According to the Chancellor’s Office online DataMart, Hispanics made up about 39 percent of Contra Costa College’s student ethnic demographic during the 2014-15 academic year.
And out of the 2.4 million students statewide, 40 percent of these students filed as Hispanic, but only because they were not given the option to identify themselves as Latino.
The Advocate denounces the umbrella term Hispanic because of the derogatory implications to the Chicanos and Chicanas who battled for access and fair treatment in education during the Civil Rights Movement of the 1960s and early 70s.
Further, it is appalling that the Chancellor’s Office only gives its students, who have cultural ties to Central and South American countries, enrolling into its 113 campuses, the option to file only under Hispanic.

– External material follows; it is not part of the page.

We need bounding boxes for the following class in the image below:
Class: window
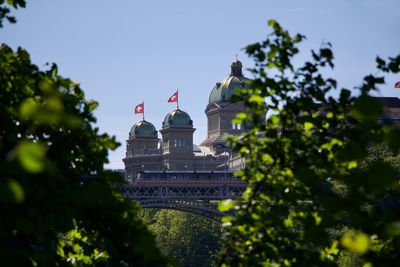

Latino is a more acceptable term, as it was developed to categorize the pan-ethnic populous of immigrants from South America to the United States in the 1980s, an influx sparked by various civil wars fueled by the War on Drugs under the Ronald Reagan administration.
While the categorization of people ranging across dozens of different cultures under the term Hispanic was developed as a political tool that would give Republican candidates more votes as Mexican, Cuban and Puerto Rican populations increased in the early 20th century, the term is more offensive than Latino because of its ties to European conquistadors who eradicated cultures indiscriminately.
The origin of the umbrella term Hispanic dates back to 1492, when Christopher Columbus landed near the Americas with the intent to conquer and enslave.
While Columbus never reached the continents of North or South America, his arrival in the Caribbean doomed the indigenous people throughout the Western Hemisphere and set the foundations for 500 years of subjugation and racial violence.
He planted the first seed of racialism in the island he would come to govern by force — Hispaniola. This legacy of hate, greed and xenophobia lives on within the word Hispanic.
The Advocate realizes there needs to be an umbrella term to describe such an eclectic group of cultures in the political scape in the U.S.
But unless institutions take steps to eliminate the word Hispanic, then they are perpetuating the lingering legacy of racial hate that Columbus instilled into the modern world.